Airlines should show strength tomorrow on oil news

Monday, March 24, 2008

SYDNEY (Reuters) - Oil fell by $1.50 to near the $100 a barrel mark on Monday, extending last week's deep losses as funds sought to lock in first-quarter profits and Saudi Arabia reassured consumers of its plans to boost supply.

U.S. light crude for May delivery fell $1.51 to $100.33 a barrel in Globex electronic trading by 9:00 p.m. EDT. Prices dropped by nearly $9, about 8 percent, last week as investors fled the commodities complex on fears that gains had been overdone, giving a boost to the beleaguered dollar in the process.

London Brent crude fell $1.12 cents to $99.26.

"I think there's still a lot of profit taking in the market and that is pushing down oil prices.

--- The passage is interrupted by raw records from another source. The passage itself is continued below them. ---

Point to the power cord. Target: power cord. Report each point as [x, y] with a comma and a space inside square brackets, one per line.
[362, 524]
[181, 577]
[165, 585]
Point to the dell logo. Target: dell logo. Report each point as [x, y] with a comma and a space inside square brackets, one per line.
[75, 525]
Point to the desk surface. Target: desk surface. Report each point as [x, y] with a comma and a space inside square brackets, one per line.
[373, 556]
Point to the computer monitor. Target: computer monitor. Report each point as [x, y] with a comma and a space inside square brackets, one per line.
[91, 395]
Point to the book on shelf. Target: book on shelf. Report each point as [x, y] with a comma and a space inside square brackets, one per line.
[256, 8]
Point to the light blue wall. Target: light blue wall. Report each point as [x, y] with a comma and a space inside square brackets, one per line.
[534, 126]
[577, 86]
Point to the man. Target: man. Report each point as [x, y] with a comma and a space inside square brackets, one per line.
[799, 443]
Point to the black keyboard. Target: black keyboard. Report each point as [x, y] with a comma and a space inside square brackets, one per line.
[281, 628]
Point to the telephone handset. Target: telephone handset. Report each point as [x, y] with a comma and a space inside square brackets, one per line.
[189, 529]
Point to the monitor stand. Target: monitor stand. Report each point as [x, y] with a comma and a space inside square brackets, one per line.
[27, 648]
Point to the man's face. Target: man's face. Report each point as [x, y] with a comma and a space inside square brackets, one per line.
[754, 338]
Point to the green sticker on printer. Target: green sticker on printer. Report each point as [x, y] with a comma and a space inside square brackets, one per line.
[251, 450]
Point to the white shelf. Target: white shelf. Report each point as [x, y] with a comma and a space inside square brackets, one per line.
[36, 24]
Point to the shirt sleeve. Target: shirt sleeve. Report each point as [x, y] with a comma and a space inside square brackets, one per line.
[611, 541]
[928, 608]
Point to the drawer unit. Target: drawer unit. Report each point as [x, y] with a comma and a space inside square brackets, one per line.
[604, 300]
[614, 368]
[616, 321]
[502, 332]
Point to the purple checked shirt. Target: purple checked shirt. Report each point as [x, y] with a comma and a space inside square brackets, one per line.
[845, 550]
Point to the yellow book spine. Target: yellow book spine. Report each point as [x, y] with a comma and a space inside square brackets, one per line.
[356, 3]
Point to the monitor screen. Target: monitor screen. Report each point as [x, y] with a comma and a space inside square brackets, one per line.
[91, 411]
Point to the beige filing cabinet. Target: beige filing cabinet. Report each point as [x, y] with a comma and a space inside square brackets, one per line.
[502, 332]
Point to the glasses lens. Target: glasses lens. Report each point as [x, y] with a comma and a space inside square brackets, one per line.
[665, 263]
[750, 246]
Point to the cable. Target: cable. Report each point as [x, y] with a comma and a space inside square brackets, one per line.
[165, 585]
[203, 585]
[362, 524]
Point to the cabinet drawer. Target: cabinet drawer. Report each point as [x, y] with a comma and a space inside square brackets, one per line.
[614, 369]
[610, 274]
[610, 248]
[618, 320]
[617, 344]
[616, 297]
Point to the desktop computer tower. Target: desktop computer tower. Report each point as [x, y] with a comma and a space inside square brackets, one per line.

The U.S. dollar is also bouncing back from major currencies so that's adding to the downward pressure," said Tetsu Emori, a Tokyo-based fund manager at Astmax Co Ltd.

"The market could also be reacting to comments from Saudi Arabia."

Saudi Arabia said on Sunday it was working to expand its oil production and refinery capacity in order to maintain world economic growth, reaffirming its vow to invest tens of billions of dollars in new wells and infrastructure.